Problem is, the prize is sitting so close to me right now. To stay objective is a herculean feat even for an orc.

“Okay, we girls are headed for the showers. Talk later?”

“Sure, yes, of course.” I pick up my pen and feign focusing on my training chart.

Chey walks away, and my eyes instantly follow her lithe figure. She disappears and my reasoned thoughts resume.

I figure I can afford two more months of this living and training in secret. It’s not a big ask from Chey or me. I’ll abide by her wishes, but I’d be lying if I said I’m not champing at the bit for the reveal. I know Fool’s Gold doesn’t have many female wrestlers and her dad would sign her in a heartbeat if she wasn’t so stubborn about refusing his help.

She’d be a standout, a diamond in the rough, a rose among thorns. If I could just convince her of that and that Disastra is the way to get there.

My thoughts quickly swerve from the altruistic to the self-serving. I’d like to see her more willing to come to Fool’s Gold. If I got an offer from them, I’d like to know that she would follow. I can’t imagine training at any franchise without seeing her train beside me in the gym.

Joseph wants her by his side, and so do I. In and out of the ring. My thoughts linger on a day when she and I can be close. Oh, so close. To be every day enveloped by her beauty and her strength and her scent and her smile. Heaven.

But my fantasy of Chey stops cold when my thoughts jump to her stubbornness. I wonder who she gets it from? Her mom or her dad?

I’m worn out trying to convince her to permanently drop Archimedes for Disastra. Her refusal makes my ears smoke! That woman needs her head examined.

The media hype she’d get from signing at Fool’s Gold as Disastra would be huge. I can picture the billboards. O’Malley’s Tag Teaming Again! Not to mention the free rein on how Chey develops her alter ego. It’s a wrestler’s dream come true.

Maybe I need to be more patient. Maybe this secretive training time away is what she needs. It could help her to hone her tag team skills with a new partner in Camie. To up her confidence once more after losing her mother. But as I see her workout — a beautiful body in fluid motion, her focus and determination to get every move in the ring so right — I want so much more for Chey. So much more.
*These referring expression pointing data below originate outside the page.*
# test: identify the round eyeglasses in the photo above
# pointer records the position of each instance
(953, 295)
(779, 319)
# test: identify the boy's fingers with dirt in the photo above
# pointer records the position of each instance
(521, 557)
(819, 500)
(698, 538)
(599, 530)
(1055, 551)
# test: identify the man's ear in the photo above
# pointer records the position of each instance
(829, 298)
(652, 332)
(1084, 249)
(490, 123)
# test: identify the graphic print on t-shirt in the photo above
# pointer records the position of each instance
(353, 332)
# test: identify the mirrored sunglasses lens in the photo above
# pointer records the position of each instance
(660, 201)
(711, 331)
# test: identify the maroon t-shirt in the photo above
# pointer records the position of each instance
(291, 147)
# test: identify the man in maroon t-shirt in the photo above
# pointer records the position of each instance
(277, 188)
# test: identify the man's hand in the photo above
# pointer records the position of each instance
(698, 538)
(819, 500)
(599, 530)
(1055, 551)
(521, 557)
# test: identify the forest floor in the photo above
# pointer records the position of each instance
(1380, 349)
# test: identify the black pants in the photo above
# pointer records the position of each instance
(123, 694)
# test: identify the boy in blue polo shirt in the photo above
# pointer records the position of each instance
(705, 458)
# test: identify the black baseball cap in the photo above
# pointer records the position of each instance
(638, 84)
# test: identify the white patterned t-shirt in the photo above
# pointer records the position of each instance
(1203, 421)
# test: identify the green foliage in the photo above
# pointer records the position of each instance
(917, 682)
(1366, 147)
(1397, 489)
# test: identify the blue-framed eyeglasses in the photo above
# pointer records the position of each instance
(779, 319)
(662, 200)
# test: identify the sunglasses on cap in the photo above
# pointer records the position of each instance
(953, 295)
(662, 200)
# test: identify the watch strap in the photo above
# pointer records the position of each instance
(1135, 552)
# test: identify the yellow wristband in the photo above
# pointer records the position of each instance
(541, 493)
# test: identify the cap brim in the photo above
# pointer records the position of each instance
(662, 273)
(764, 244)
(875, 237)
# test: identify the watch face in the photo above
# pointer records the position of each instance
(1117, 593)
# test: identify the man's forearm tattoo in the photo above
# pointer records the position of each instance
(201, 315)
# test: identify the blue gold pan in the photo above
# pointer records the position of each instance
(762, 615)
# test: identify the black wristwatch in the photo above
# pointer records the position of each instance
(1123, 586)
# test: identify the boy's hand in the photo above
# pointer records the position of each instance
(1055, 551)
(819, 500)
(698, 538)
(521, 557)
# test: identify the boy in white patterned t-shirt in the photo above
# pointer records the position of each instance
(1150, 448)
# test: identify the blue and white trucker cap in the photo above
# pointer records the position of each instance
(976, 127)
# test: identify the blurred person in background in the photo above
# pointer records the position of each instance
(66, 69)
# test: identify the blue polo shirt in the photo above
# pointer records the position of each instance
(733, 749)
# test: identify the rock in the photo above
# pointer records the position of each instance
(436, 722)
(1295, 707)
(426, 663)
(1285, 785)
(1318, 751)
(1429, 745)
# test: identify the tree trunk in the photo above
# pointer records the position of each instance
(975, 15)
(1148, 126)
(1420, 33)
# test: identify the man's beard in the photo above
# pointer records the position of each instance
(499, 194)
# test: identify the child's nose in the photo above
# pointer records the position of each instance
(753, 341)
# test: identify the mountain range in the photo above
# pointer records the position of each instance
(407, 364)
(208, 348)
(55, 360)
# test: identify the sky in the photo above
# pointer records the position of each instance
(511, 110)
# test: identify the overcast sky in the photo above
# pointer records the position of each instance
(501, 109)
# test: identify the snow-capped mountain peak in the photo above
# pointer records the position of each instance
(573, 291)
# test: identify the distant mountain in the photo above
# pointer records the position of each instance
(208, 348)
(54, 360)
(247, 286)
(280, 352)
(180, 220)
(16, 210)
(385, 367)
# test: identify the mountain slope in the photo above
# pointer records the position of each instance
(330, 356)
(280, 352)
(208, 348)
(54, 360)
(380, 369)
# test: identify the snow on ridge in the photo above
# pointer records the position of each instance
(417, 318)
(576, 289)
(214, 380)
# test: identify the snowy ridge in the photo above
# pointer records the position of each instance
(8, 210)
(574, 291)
I watch her chat with the other wrestlers, and I chuckle. She’s definitely not a rule-breaker. Not someone like me who barrels in the demands. So, it’s a double pleasure to watch Chey develop her bad side like it’s been there in hiding all along and needed a powerful man to draw it out of her.

My body reacts to her aggressive side. How could any orc behave any differently? A badass beauty. A perfect package. The fact that it’s something I’ve helped mold is both flattering and humbling because the truth is that I know it’s something inherent in her from the start.

I never could have taught her the kind of talent she possesses. The best trainer in the world couldn’t. I’ve never known a woman like Chey, not in all my years of coming.

The best of both worlds, orc and human.

Can such a mix work? Can we work?

I keep my thoughts to myself, for I only desire one answer. I don’t want to speak it out loud and have anyone take it away just yet.

“I’ll be here, and I’ll wait, Cheyanne O’Malley,” I promise her retreating back when I see her walk across the far side of the gym, far out of earshot. “I have all the patience in the world, for you, in all ways. For no one else. I’ll wait.”

I only hope her realization of Disastra being her future comes with her realization of me being in that future, too.